When it comes to teacher talent and experience, this district remains a caste-like, three-tiered school system that breaks down with surprising predictability along class and racial lines. Suburban schools with white majorities are still stacked with the system's most experienced teachers and have the greatest number of teachers with the much-sought-after National Board certification. Schools with the highest concentrations of minority and poor children, called Focus schools by the system, are the dumping grounds for young, inexperienced teachers who leave in a seemingly endless stream only to be replaced by more fledglings just like them. The rest of the system -- which includes schools with more balanced populations in terms of race and socioeconomics -- still lags behind the majority-white suburban schools in the county's highest-income zip codes, but not as far behind, on average, as the county's majority black schools.
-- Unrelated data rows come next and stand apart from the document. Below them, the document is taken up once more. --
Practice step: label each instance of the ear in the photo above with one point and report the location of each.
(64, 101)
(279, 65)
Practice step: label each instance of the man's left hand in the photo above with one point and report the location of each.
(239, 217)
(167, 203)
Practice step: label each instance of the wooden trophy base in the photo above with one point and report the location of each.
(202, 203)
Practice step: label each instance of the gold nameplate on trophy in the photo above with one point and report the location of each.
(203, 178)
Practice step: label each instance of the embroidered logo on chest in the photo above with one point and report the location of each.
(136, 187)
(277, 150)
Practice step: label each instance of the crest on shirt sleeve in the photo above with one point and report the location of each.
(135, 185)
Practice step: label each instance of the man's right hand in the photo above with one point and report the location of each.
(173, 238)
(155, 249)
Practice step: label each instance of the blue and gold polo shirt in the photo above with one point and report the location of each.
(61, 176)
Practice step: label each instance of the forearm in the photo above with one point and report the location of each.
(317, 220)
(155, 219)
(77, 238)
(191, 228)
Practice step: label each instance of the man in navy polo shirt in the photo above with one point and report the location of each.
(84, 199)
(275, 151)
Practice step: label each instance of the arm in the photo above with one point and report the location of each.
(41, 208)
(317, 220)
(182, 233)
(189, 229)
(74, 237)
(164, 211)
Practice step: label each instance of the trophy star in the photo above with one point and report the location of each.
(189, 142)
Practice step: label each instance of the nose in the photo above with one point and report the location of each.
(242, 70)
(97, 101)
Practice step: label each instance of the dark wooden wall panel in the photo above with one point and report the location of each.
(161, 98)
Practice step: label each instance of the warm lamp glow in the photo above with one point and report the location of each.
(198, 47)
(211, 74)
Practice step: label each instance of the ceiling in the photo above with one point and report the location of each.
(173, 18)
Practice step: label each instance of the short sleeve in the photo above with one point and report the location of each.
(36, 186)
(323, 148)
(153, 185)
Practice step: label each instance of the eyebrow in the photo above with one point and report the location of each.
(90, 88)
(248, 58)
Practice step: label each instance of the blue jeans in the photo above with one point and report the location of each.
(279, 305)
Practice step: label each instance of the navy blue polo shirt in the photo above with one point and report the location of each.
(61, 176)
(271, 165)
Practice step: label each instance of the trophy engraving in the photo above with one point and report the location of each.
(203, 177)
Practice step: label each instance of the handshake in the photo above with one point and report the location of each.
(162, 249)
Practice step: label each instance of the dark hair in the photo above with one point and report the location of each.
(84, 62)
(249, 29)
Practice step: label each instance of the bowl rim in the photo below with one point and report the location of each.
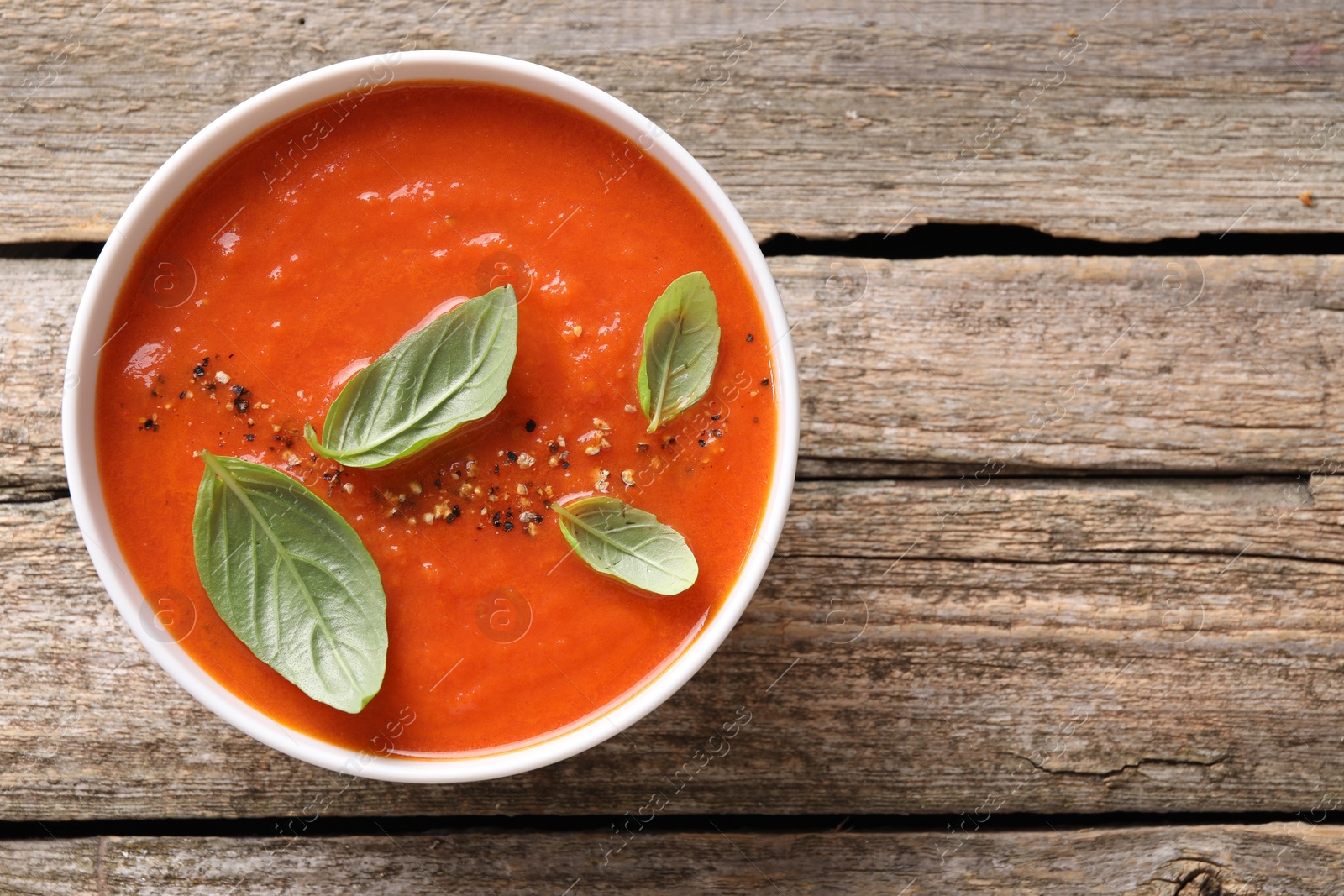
(161, 191)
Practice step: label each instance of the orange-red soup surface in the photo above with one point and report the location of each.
(313, 248)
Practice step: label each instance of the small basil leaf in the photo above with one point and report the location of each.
(292, 579)
(450, 372)
(622, 540)
(680, 348)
After CL wrote about the problem last year, the school system briefly toyed with ideas for moving the experienced teachers who teach suburban kids into inner-city classrooms. In June, the county commission declined to fund a $17 million plan, which combined incentives to attract teachers to low-income schools and included mandatory transfers.

Then this fall, a whole new set of statistics came out that showed what was going on in CMS's inner-city classrooms during the 2004-2005 school year, while political leaders flirted with addressing the teacher problem. At Garinger High School, where 70 percent of the student population is on the free- and reduced-lunch program, a new crop of fresh-faced teachers straight out of the college dorms showed up to do combat with a new class of inner-city freshman. Nearly 40 percent of the teachers at Garinger had less than one year experience and nearly half had less than four years experience.

Peter Komarisky, a biology teacher at West Charlotte High School with 15 years experience, is blunt about why this happens. "Experienced teachers avoid the inner-city schools like the plague because they get no support," he says. That leaves first-year and inexperienced teachers to fill the slots the departed leave behind.

"The organization and support that new teachers should get, they don't," said Komarisky. "They are stuck with larger classrooms with lower-achieving children. That happens more in inner-city schools."

Veteran CMS teacher and department head Frank Machado, who retired last year after more than two decades in the classroom, says new teachers don't have a clue what they are going to be facing in the classroom, because the schools those teachers graduate from aren't preparing them to handle students. Machado believes it takes most new teachers at least three years to learn how to control a classroom well enough to actually teach in it. Meanwhile, the kids in those classrooms often don't learn much, said Machado.

"I can tell you what I think is going to happen," Machado said of Garinger High School. "Out of those [40 percent of] teachers that are first-year teachers, half of them will be gone from one year to the next."